MPs also quizzed Twitter on its decision to permanently ban President Donald Trump. Some have criticised the move including German leader Angela Merkel and Mexican President Andres Manuel López Obrador, who are no fans of the outgoing US president.
In the wake of the attempted coup on 6 January, Twitter ‘permanently’ banned Donald Trump, and Facebook banned Donald Trump ‘indefinitely’ from its platforms (Instagram and Facebook).
Twitter’s head of public policy strategy Nick Pickles was asked if doing so undermined its insistence that it was a platform rather than a publisher.
It was, he said, time to “move beyond” that debate to a conversation about whether social networks were enforcing their own rules correctly.
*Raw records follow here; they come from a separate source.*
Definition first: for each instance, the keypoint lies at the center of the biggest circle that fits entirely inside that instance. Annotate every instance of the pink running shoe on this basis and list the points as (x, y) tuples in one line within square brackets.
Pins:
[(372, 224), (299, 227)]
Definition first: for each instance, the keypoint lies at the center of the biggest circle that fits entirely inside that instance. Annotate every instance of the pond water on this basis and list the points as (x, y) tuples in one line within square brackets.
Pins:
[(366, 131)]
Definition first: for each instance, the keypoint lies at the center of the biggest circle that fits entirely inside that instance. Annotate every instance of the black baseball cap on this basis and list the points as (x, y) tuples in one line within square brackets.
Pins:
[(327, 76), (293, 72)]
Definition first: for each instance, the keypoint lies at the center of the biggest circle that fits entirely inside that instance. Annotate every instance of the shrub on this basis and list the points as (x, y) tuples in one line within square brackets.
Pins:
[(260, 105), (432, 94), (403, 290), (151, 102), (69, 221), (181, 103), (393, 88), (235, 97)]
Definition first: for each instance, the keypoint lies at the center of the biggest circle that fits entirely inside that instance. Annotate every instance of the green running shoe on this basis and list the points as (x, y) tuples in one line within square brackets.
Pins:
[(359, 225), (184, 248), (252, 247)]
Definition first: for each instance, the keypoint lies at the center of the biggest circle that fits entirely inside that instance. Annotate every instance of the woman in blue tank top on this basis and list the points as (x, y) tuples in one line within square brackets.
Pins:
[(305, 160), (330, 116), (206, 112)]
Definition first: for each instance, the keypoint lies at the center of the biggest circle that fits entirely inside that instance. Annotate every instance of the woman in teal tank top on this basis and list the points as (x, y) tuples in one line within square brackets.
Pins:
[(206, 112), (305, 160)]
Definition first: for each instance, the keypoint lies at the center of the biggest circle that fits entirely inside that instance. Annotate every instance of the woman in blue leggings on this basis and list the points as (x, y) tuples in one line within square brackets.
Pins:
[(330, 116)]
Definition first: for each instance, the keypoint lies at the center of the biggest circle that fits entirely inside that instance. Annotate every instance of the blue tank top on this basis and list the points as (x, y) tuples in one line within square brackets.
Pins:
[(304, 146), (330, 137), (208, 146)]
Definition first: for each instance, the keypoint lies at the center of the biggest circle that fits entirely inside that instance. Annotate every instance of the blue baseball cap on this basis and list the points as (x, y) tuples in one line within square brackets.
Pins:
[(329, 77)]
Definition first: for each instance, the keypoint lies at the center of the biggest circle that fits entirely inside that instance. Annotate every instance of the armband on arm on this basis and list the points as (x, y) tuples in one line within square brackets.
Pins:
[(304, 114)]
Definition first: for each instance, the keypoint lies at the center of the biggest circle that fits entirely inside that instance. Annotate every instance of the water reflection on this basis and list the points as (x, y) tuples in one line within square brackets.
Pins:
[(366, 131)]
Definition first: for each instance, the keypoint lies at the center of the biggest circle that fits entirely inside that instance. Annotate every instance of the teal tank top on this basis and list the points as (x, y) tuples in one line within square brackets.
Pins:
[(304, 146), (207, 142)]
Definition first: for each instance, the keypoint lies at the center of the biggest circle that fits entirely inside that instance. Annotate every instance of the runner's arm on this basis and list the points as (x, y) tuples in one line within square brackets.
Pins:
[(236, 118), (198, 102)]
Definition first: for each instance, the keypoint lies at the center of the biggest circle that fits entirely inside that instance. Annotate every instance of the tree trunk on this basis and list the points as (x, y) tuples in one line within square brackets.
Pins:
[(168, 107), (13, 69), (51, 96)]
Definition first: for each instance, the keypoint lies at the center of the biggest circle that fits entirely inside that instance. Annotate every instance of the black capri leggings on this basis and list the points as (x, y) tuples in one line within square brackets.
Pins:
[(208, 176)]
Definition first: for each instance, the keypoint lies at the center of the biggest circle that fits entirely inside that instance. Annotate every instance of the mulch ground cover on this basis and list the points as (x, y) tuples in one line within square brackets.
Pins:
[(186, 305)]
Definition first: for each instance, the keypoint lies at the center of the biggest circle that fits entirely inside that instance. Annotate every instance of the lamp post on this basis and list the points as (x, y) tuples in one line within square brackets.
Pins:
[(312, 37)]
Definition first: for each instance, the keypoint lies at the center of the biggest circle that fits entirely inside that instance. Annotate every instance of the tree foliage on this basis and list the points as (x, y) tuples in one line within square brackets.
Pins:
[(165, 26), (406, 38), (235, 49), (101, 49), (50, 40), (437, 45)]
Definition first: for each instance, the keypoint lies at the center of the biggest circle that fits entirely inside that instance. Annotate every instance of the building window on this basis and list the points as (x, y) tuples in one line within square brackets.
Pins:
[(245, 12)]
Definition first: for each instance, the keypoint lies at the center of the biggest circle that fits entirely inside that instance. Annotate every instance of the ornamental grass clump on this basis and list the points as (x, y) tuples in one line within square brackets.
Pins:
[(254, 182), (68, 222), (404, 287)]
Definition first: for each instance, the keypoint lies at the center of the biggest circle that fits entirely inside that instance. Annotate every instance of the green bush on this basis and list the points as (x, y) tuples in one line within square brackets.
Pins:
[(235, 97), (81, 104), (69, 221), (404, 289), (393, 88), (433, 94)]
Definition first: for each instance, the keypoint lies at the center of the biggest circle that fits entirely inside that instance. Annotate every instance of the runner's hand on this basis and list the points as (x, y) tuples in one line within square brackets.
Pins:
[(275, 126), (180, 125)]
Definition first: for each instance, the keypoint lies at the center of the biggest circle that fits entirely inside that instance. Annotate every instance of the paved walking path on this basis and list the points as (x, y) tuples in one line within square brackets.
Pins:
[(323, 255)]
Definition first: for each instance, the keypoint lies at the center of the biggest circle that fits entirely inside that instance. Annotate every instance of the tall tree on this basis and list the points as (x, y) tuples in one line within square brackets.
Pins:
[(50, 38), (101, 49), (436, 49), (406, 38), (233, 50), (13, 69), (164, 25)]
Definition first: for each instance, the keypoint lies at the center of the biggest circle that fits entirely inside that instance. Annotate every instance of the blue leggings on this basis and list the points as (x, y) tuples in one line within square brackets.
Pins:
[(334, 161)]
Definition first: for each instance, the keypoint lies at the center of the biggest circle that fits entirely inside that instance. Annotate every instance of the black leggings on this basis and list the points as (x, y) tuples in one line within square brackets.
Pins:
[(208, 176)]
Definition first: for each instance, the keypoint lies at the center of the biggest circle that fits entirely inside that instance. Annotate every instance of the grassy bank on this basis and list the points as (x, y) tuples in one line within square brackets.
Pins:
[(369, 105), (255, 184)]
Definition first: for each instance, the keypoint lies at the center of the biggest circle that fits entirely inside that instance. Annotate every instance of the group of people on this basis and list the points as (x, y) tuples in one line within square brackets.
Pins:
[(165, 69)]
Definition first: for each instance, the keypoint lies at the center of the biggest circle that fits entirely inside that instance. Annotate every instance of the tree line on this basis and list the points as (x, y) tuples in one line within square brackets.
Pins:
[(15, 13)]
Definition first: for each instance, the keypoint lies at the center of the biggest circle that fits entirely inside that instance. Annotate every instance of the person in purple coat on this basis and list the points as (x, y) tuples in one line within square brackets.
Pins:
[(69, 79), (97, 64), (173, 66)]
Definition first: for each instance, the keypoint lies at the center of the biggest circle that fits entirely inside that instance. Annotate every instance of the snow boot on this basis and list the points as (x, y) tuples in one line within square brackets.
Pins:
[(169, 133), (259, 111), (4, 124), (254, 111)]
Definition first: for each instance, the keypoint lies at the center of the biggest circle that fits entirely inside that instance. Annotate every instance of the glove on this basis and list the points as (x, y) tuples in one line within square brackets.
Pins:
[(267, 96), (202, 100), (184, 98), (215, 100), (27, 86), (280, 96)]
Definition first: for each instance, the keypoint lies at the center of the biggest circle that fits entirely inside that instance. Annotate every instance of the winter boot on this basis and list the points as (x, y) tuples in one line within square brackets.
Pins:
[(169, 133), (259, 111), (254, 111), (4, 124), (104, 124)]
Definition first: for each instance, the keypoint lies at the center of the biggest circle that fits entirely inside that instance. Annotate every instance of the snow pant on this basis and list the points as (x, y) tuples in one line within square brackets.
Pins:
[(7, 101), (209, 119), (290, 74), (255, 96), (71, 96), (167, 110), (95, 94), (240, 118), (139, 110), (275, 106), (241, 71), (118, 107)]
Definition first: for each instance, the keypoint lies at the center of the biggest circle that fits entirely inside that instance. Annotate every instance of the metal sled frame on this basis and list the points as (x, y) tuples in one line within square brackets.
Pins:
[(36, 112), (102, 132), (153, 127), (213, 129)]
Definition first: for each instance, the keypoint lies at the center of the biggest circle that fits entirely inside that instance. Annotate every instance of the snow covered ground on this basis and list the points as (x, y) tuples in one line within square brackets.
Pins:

Questioned why it had banned Trump while still allowing other politicians to “sabre-rattle” on its platform, Mr Pickles added: “This is the complexity and challenge of these issues but generally content moderation is not a good way to hold governments to account.”
Trump’s tweets were inciting violence “in real-time”, he added.
Twitter CEO Jack Dorsey last week admitted that it was a ‘dangerous’ precedent, but said the microblogging platform was placed in an untenable situation, due to the false and misleading content from Trump, along with his incitement of terrorists to overthrow the democratic process of the US government.